Inside, she unpacked two foil-wrapped stinky sandwiches from the greasy white paper bag and set them down on the table while Moxie licked her lips and started whining. "Was that Trey you were talking to when I got home?" she asked.
I couldn't figure out why my mom was so eager to pair me up with Trey. Surely she saw what everyone else in town saw: a guy with smoldering eyes, a permanent scowl, and habit of wearing an army jacket every single day. Not exactly the kind of guy most moms would encourage their daughters to pursue.
"The Emorys' have kittens in their back yard," I said, dancing around the matter of my having been talking to Trey. "There were six, but one didn't make it."
"He could use a haircut, that Trey," my mother continued, blocking my attempt to change the subject and handing me a plate. "You and Jennie used to always play over at the Emorys' when you were little. They had that great swing set. Trey took you girls on the school bus for the first time when you started first grade."
I unwrapped my hamburger in silence, not wanting to remember back that far. I vaguely remembered the three of us in the Emorys' yard, pumping our legs on the swings, soaring higher and higher. Jennie used to say she wanted to touch the sky.
"I always used to think that one of you girls would marry Trey. The three of you were as thick as thieves back then. Mary Jane used to let that boy run wild. He absolutely would refuse to eat the crust on bread whenever he would stay here for lunch, because she always used to cut it off for him—"
"Mom," I interrupted her coldly. "I really don't want to think about it."
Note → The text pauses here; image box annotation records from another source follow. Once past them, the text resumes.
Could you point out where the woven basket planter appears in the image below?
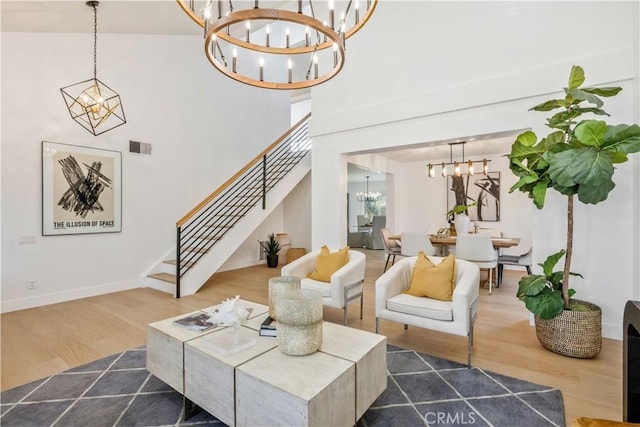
[536,300,602,359]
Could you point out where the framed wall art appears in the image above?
[447,172,500,221]
[42,141,122,236]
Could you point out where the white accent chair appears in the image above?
[380,228,402,271]
[400,232,438,256]
[280,249,366,325]
[376,256,480,366]
[496,248,533,287]
[456,234,498,295]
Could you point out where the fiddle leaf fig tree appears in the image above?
[508,65,640,318]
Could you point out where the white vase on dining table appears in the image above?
[453,213,471,235]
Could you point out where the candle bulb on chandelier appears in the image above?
[231,49,238,73]
[329,0,335,30]
[203,8,211,37]
[211,34,218,58]
[313,54,318,79]
[258,57,264,81]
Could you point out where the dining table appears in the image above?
[429,234,520,249]
[389,234,520,255]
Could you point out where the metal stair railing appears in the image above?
[175,114,311,298]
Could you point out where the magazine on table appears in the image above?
[173,313,216,331]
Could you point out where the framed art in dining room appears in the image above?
[447,172,500,221]
[42,141,122,236]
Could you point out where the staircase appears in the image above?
[144,114,311,298]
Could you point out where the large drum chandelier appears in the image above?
[177,0,377,89]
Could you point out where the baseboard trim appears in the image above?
[0,279,140,313]
[218,259,267,272]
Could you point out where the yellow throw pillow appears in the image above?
[307,245,349,282]
[405,251,456,301]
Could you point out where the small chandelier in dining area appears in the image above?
[427,141,491,178]
[60,1,127,135]
[356,176,381,202]
[176,0,377,89]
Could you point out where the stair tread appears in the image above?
[162,259,195,267]
[182,247,209,254]
[149,273,176,285]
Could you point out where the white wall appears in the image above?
[2,33,290,310]
[282,173,313,251]
[312,1,640,338]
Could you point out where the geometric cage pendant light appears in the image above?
[60,1,127,135]
[356,176,381,202]
[177,0,378,89]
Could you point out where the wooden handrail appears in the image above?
[176,113,311,228]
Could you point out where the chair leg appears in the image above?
[384,254,391,271]
[467,322,473,368]
[489,268,493,295]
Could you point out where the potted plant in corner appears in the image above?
[258,233,280,268]
[447,202,478,236]
[508,66,640,358]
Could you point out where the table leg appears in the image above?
[183,397,202,421]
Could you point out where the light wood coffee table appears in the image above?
[147,302,387,426]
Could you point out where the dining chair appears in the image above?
[478,228,502,237]
[400,232,438,256]
[456,234,498,295]
[496,248,533,288]
[380,228,402,271]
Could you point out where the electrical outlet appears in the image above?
[18,236,36,245]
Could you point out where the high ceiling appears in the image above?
[0,0,519,185]
[0,0,202,35]
[348,129,522,182]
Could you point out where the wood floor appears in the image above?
[0,250,622,425]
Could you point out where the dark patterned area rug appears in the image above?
[0,346,564,427]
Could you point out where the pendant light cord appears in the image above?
[93,4,98,80]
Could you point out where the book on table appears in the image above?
[260,316,276,337]
[173,313,216,331]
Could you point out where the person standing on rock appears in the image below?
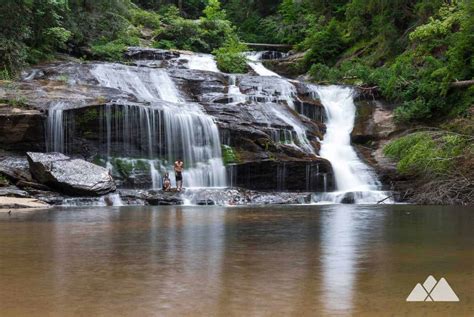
[174,159,184,192]
[163,173,171,192]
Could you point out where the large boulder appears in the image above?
[26,152,116,196]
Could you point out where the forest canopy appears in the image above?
[0,0,474,122]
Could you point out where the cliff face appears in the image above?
[0,49,334,191]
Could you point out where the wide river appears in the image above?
[0,205,474,316]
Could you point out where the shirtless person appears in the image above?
[174,159,184,192]
[163,173,171,192]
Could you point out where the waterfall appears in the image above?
[179,54,219,73]
[46,102,66,153]
[310,86,389,203]
[91,64,226,187]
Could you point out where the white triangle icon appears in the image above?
[407,283,428,302]
[430,277,459,302]
[406,275,459,302]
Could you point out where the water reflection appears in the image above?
[0,206,474,316]
[321,207,358,312]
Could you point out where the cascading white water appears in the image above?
[310,86,389,203]
[245,52,281,77]
[180,54,219,73]
[46,101,66,153]
[91,64,226,187]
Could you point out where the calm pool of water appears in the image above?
[0,205,474,316]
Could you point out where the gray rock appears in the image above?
[124,47,180,60]
[0,186,30,197]
[26,152,116,196]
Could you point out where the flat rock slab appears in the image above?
[26,152,116,196]
[0,197,50,212]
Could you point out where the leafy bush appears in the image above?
[154,17,209,52]
[131,9,161,30]
[154,0,236,53]
[384,131,469,176]
[91,36,140,61]
[213,38,248,73]
[300,19,344,66]
[222,145,239,165]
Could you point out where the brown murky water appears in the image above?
[0,205,474,316]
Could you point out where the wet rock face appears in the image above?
[124,47,180,60]
[0,104,46,151]
[0,48,332,190]
[229,158,335,192]
[27,152,116,196]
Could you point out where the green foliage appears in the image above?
[202,0,227,20]
[222,145,239,165]
[130,9,161,30]
[0,68,12,81]
[384,132,469,176]
[154,0,236,53]
[307,1,474,122]
[213,38,248,73]
[0,174,10,187]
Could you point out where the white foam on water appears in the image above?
[91,64,230,187]
[245,52,281,77]
[179,53,220,73]
[310,86,390,204]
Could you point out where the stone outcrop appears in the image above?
[0,197,49,212]
[0,48,332,191]
[27,152,116,196]
[124,47,180,60]
[229,158,334,192]
[351,98,411,193]
[0,103,45,151]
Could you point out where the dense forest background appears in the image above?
[0,0,474,198]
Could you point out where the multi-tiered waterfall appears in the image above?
[48,64,226,187]
[248,53,390,204]
[313,86,389,203]
[46,48,387,203]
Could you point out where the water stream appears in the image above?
[311,86,390,203]
[92,64,226,187]
[48,52,389,203]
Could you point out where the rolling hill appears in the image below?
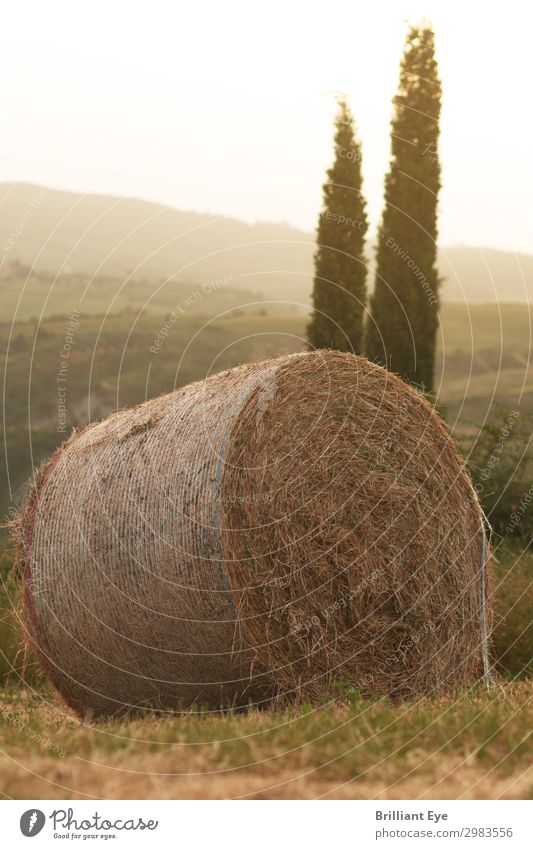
[0,183,533,308]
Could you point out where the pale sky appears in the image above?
[0,0,533,253]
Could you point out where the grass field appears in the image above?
[0,681,533,799]
[0,305,533,798]
[0,544,533,799]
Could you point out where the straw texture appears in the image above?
[18,351,490,715]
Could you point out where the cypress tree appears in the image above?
[365,26,441,392]
[307,98,368,353]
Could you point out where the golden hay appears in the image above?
[12,351,487,715]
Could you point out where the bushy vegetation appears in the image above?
[469,410,533,546]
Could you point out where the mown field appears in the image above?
[0,296,533,798]
[0,545,533,799]
[0,681,533,799]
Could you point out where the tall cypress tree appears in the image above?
[307,98,368,353]
[365,26,441,391]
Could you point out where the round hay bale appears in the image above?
[15,351,486,715]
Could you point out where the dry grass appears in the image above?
[222,351,483,700]
[0,682,533,799]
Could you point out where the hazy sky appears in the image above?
[0,0,533,253]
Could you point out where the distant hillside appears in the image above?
[0,183,533,303]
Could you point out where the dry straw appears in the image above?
[13,351,486,715]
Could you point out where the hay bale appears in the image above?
[13,351,486,715]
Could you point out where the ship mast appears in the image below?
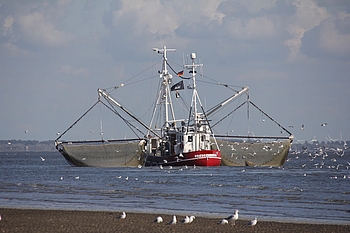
[185,53,203,131]
[151,46,176,133]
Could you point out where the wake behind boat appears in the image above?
[56,46,292,167]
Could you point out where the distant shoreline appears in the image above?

The words were out of my mouth before I thought them through, but they were accurate. I didn't want to remember. It was just too weird, made me too nostalgic, to remember back to what it was like to run up and down Martha Road with Jennie. We roamed the neighborhood during summers when we were kids, and the memories were flooding back of bicycles toppling over, skinned knees, hide and seek up and down the block, climbing over fences.
Mom made a serious matter out of squirting ketchup and mustard onto her burger and then setting the bun back on its top and patting it into place, trying to prepare her response for me with care. "I'm sorry, McKenna. It's just that time of year. As soon as the leaves start to change, I can't help but remember what things were like when you girls were little."
Choosing to ignore her, I handed Moxie a significant chunk of the meat from my burger. "I don't have a crush on Trey. So just... stop thinking we're going to get together. It's not gonna happen."
Later that night as I waited impatiently to fall asleep, all of my apprehension earlier that week about Violet and her strangeness had abandoned me, and my thoughts were completely devoted to Trey Emory. In both of my recent encounters with him, I hadn't thought to look closely enough to see what color his eyes were. Light, I was pretty sure. Green or blue? I couldn't recall. He hadn't been wearing the army jacket earlier that night, and I'd been so surprised to see him in the yard that I hadn't even noticed while we were talking. I was thinking about his biceps, how they had been a little more noticeable than I'd been expecting beneath his tight black t-shirt. I was wondering if he lifted weights, and if so, where, and why he went to such great lengths to hide his jacked arms beneath his ratty jacket.
I wasn't thinking about the fact that Olivia had found her dress, but still didn't have a pair of shoes for the dance.